Days and nights passed. The striking weavers starved in their warehouse, the Amalgamated Printer sat on his chimney. Chimney Sitter Tanabe's 129 hour record was passed. Still the hardhearted owners of Japan Dyeing & Weaving Works did not relent. The strikers had forgotten that the real reason Chimney Sitter Tanabe won his case in November was that the Emperor, the Son of Heaven, was scheduled to pass beneath that particular chimney. It is illegal, it is sacrilege for any Japanese to look down on the Son of Heaven.

Emperor Hirohito showed no desire to go anywhere near the Weaving Works last week. Three score of the self starved strikers dropped from exhaustion, were carried to a hospital. Hunger striking was not in the contract of the chimney sitting printer. Sympathizers threw him rice balls, hard boiled eggs and apples. Then he was provided with a rope and a bucket, hauled up plentiful nutriment hand over hand.

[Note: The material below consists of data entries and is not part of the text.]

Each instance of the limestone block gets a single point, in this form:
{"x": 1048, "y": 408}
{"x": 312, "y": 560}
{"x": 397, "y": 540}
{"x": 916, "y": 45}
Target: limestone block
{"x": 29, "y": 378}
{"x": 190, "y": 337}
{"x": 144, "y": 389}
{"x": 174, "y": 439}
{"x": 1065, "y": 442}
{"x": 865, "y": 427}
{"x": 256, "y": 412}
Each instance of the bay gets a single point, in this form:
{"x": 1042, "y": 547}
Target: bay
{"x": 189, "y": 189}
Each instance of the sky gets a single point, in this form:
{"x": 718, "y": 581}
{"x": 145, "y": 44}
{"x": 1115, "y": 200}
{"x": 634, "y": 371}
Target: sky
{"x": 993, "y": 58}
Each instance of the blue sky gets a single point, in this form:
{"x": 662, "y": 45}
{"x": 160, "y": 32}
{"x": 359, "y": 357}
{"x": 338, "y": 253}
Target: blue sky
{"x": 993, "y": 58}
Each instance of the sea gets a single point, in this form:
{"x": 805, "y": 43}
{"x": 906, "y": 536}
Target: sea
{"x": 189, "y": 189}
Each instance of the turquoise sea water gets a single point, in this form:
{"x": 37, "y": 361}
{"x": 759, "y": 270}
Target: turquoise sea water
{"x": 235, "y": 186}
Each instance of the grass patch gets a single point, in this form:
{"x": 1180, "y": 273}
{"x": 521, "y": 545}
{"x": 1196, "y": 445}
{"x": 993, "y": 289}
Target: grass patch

At the end of 150 hours the weavers in the barn modified their hunger strike, announced that they would eat bean soup, but nothing else. Cauldrons of bean soup were rushed to their aid. A reporter of the Tokyo Asahi Shimbun scaled the chimney sitter's stack, asked his name. This the sitting printer refused to give. Said he, his spectacles flashing in the setting sun:

"I am doing this for the workmen of the Japan Dyeing & Weaving Works, my brothers. I do not want admiration for my humble self."